The paper introduces a classification of CAR T cell therapies tailored to different autoantibody-mediated neurological disorders and discusses their therapeutic potential.

## Key findings

- CAR T cell therapy can selectively target and eliminate autoreactive B cells in autoimmune neurological disorders.
- Different CAR T strategies are proposed based on the type of autoantigen involved in the disease.
- Safety concerns and neurotoxicity remain key challenges for clinical application.

## Abstract

Chimeric antigen receptor (CAR) T cell therapy is emerging as a promising approach for B cell-driven neurological autoimmune disorders, particularly those characterized by pathogenic autoantibodies that target key neural structures. These conditions, including neuromyelitis optica spectrum disorder, myasthenia gravis, Lambert-Eaton myasthenic syndrome, MOG antibody-associated disease, anti-NMDA receptor encephalitis, Diacylglycerol lipase alpha antibody associated encephalitis, stiff person syndrome, and multiple sclerosis, can be categorized based on their primary autoantigens into (1) extracellular antigen-associated (e.g., AQP4, AChR, NMDAR, MOG, VGCC), (2) intracellular antigen-associated (e.g., GAD65, DAGLA), or (3) unidentified antigenic origin (as seen in multiple sclerosis). This distinction is essential for guiding therapeutic strategies and exploring novel principles represented in distinct treatment approaches and their corresponding therapeutic outcomes.
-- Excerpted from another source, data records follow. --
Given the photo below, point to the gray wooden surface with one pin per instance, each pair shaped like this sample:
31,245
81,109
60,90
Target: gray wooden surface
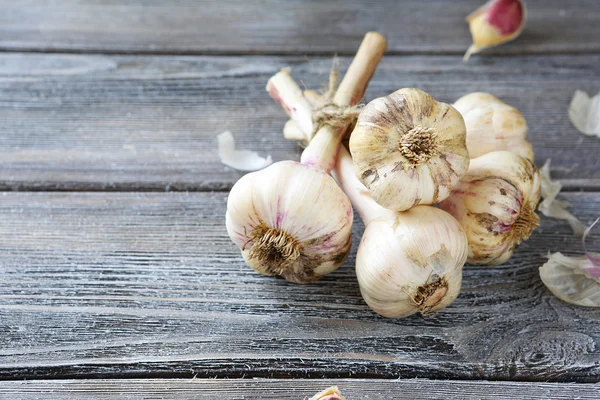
280,26
102,102
179,389
148,284
149,122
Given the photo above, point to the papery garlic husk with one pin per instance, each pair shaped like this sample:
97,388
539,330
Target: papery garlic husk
493,125
575,280
409,149
411,262
331,393
290,220
495,23
495,203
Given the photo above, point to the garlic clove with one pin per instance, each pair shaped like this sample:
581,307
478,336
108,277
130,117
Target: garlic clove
495,203
409,149
411,262
297,228
495,23
575,280
493,126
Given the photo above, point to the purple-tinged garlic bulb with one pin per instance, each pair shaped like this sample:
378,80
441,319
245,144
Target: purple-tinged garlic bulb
495,203
409,149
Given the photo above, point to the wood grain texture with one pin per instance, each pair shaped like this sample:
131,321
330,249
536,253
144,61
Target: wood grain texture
277,26
148,285
179,389
94,122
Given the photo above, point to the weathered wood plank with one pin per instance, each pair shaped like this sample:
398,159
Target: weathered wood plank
179,389
101,285
273,26
129,122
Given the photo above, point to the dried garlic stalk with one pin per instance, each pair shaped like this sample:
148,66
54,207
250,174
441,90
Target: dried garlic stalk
331,393
575,280
584,113
553,208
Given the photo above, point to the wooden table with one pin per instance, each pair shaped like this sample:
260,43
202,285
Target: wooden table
117,277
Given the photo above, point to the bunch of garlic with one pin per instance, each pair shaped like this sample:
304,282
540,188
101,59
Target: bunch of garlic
409,152
291,219
409,261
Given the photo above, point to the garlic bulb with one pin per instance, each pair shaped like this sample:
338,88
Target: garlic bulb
495,203
495,23
493,125
409,149
291,219
407,262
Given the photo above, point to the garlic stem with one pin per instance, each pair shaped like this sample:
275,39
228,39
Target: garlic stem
359,196
322,150
284,90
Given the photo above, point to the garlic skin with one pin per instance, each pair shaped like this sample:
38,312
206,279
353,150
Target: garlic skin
493,126
407,262
495,23
297,228
409,149
575,280
495,203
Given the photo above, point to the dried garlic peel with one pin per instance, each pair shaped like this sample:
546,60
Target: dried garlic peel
575,280
553,208
584,113
242,160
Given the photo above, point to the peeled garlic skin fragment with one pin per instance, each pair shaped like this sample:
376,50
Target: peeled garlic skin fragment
567,279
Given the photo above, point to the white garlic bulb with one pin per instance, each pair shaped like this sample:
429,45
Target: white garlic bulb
409,261
493,126
495,203
290,220
409,149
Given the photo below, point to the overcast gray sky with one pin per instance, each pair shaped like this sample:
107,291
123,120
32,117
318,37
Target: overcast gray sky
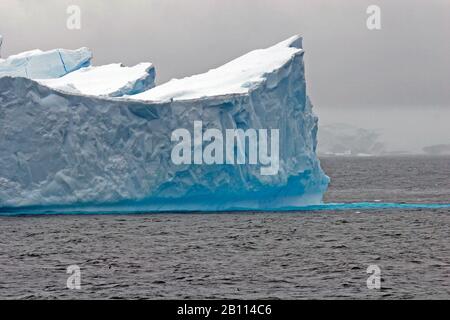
404,65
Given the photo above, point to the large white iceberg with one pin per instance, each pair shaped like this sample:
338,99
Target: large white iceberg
37,64
66,148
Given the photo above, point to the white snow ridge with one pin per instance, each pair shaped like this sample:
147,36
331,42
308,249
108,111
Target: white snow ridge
82,138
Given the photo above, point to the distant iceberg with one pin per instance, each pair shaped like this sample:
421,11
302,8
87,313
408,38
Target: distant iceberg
75,135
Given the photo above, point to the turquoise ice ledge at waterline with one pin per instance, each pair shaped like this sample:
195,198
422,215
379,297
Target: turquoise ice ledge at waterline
130,209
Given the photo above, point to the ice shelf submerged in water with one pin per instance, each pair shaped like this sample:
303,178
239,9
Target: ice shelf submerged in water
64,149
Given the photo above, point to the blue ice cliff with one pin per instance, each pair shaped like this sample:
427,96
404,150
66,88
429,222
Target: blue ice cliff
79,142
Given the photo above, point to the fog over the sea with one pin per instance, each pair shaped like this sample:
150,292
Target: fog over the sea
395,80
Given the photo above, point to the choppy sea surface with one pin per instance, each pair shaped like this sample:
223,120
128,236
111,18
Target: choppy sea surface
288,255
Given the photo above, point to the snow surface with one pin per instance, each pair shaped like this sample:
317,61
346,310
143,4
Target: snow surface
109,80
236,77
37,64
64,149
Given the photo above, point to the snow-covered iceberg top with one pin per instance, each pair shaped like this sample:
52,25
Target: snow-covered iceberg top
60,148
109,80
37,64
71,71
235,77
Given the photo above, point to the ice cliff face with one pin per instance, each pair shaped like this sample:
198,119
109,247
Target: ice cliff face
65,149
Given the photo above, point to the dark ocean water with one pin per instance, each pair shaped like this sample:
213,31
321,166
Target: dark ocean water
317,254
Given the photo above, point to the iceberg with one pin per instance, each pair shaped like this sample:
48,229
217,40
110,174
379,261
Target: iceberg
37,64
112,80
67,143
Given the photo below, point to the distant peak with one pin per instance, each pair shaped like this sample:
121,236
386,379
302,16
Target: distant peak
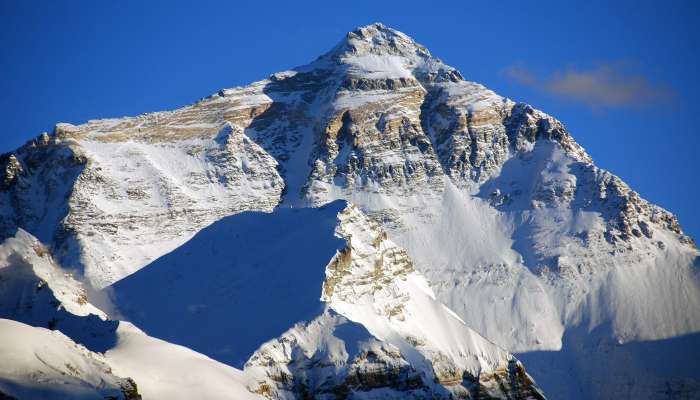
378,39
In this review, we propose a classification of CAR T cell therapies designed for different target antigens, including: CD19/20/BCMA-directed CAR T cells targeting general B cell-mediated pathogenesis, regulatory T cells modified with CARs, and the design of chimeric autoantibody receptors (CAARs) to selectively deplete pathogenic B cells directly associated with disease progression while preserving immune tolerance. We further discuss preclinical and clinical advancements, key challenges such as safety concerns and neurotoxicity, and the future landscape of CAR T applications in neuromyelitis optica spectrum disorder, myasthenia gravis, Lambert-Eaton myasthenic syndrome, MOG antibody-associated disease, anti-NMDA receptor encephalitis, Diacylglycerol lipase alpha antibody associated encephalitis, stiff person syndrome, and multiple sclerosis according to the latest research, case and trial data.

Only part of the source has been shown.